0

For a migration process, I need to do some replacement in my bash script.

So in my .txt files, I have these references for example:

[[File:My Image.png|400px|thumb|center|My Image]]
[[File:My Image.png|400px|thumb|center]]
[[File:My Image.png|400px|thumb]]
[[File:My Image.png|400px]]
[[File:My Image.png]]

What I need to do is to replace all these occurrences with this line (only - so no more size, description, or other informations):

[[File:My Image.png]]

So, I tried to do a is to build a PCRE regex to extract all images names with:

/File:(.*\..{3})/g

I've built this final command to find all occurrences in my .txt files and extract image name with my regex:

find . -name "*.txt" | xargs perl -i -p -e 's/File:(.*\..{3})/$1/g'

But, I've encountered some problems as:

  • An error:

xargs: unterminated quote

  • And finally I don't know how to use extracted image name to replace all occurrences (complete lines)

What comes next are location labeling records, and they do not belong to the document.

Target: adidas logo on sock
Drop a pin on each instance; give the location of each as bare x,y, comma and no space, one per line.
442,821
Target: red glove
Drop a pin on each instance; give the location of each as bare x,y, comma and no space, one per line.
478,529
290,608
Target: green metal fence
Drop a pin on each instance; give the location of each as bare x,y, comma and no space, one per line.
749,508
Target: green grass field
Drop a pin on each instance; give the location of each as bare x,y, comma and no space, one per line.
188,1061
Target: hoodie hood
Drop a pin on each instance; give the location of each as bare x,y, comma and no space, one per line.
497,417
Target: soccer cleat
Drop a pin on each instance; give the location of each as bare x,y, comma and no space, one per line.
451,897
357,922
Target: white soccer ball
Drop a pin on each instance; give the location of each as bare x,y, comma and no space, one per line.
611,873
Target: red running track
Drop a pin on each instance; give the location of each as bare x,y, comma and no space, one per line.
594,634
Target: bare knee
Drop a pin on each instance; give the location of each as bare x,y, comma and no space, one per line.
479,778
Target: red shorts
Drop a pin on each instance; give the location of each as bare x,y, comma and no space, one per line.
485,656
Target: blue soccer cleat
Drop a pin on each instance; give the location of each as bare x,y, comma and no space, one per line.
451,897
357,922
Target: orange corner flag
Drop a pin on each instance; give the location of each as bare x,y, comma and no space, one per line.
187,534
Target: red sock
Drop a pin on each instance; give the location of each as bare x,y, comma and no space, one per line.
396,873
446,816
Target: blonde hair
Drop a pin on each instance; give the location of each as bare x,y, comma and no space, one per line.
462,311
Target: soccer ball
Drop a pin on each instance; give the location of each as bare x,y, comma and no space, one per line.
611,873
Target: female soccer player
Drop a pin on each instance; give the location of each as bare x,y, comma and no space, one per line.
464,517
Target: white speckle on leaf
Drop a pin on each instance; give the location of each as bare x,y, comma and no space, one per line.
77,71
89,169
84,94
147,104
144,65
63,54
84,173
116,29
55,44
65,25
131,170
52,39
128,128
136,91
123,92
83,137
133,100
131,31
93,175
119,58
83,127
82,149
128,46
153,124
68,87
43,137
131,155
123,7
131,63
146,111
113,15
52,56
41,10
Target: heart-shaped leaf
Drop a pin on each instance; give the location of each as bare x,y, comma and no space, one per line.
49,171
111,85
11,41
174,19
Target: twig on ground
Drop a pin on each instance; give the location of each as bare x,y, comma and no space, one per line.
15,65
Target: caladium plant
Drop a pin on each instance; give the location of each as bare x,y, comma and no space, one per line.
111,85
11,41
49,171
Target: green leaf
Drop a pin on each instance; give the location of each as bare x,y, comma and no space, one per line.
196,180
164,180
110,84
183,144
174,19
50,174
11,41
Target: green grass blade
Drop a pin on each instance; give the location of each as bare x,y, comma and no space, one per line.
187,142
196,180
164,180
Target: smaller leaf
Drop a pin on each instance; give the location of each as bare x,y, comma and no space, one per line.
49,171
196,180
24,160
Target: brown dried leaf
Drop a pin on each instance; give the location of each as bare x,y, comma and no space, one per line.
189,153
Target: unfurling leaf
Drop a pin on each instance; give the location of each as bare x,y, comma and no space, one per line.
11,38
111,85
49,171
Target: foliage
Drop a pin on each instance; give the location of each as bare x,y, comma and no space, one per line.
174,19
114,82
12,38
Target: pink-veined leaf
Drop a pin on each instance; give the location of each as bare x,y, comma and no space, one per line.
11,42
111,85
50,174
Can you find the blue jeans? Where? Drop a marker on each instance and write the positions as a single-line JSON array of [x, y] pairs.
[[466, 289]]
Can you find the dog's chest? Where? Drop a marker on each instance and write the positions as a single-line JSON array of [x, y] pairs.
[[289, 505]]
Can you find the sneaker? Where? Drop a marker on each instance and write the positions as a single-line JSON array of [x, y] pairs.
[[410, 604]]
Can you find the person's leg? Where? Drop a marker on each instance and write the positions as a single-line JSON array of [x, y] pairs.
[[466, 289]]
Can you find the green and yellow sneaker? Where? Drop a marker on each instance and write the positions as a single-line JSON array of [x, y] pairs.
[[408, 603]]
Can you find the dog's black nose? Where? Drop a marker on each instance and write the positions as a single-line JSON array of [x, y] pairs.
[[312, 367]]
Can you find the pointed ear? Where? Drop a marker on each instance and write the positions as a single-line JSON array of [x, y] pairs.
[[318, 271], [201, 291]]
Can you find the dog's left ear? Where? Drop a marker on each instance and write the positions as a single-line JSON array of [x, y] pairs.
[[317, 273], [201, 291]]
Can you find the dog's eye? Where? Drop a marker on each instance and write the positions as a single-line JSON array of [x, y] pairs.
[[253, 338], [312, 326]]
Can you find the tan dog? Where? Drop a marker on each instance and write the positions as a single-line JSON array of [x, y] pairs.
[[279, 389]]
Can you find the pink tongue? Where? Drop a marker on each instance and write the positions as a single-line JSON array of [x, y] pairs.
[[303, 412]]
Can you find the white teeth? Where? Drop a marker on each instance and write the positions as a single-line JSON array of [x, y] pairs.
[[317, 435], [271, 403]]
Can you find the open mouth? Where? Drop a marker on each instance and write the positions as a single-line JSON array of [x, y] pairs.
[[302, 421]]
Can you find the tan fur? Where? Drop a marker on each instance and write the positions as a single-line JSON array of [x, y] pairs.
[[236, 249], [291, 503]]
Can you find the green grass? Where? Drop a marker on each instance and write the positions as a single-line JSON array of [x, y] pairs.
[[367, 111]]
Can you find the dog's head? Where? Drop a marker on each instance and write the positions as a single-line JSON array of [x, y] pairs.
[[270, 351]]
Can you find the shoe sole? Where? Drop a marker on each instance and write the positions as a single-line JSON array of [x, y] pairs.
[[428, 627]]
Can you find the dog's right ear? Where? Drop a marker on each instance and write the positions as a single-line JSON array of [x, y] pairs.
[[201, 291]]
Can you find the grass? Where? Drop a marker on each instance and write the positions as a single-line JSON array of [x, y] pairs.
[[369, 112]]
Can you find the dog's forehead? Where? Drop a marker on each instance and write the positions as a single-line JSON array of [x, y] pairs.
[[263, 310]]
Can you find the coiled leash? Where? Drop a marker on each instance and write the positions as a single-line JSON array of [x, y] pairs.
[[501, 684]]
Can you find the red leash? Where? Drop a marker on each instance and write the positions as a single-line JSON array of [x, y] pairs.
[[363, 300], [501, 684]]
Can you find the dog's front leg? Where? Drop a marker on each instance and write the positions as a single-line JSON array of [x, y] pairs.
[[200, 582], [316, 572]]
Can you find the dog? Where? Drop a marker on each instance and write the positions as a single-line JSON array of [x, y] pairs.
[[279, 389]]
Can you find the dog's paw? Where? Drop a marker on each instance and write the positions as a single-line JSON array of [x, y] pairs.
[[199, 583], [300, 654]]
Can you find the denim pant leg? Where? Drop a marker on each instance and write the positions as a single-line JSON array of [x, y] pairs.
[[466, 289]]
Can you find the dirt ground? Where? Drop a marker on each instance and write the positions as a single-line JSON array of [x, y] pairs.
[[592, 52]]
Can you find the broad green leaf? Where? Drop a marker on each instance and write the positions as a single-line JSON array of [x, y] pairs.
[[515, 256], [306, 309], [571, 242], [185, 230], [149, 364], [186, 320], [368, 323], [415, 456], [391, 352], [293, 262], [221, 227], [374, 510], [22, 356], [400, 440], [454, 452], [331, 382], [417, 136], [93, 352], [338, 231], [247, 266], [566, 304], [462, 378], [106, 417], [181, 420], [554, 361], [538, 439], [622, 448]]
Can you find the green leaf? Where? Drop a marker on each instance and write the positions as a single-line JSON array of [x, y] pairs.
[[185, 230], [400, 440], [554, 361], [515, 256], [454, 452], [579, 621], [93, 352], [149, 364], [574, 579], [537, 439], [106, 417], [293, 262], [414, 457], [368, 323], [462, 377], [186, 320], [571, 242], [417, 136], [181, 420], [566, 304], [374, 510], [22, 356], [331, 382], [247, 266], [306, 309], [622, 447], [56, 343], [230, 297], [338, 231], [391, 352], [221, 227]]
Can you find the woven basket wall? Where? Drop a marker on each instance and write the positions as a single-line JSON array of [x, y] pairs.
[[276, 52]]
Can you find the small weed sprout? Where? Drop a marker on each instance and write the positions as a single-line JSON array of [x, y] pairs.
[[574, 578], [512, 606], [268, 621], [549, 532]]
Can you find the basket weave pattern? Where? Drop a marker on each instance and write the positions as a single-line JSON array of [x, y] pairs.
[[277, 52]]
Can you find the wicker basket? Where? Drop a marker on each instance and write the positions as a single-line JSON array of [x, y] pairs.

PS: I'm on MacOS system and use bash v4

2 Answers2

1

I've written a new regex which matches the whole [[...]], and replaces it by only the things you want to keep. It assumes that the filenames don't contain pipe | characters or the terminator ]]. I can't reproduce your issue with xargs, but I replaced it by find's -exec option anyway; the following works for me on Linux.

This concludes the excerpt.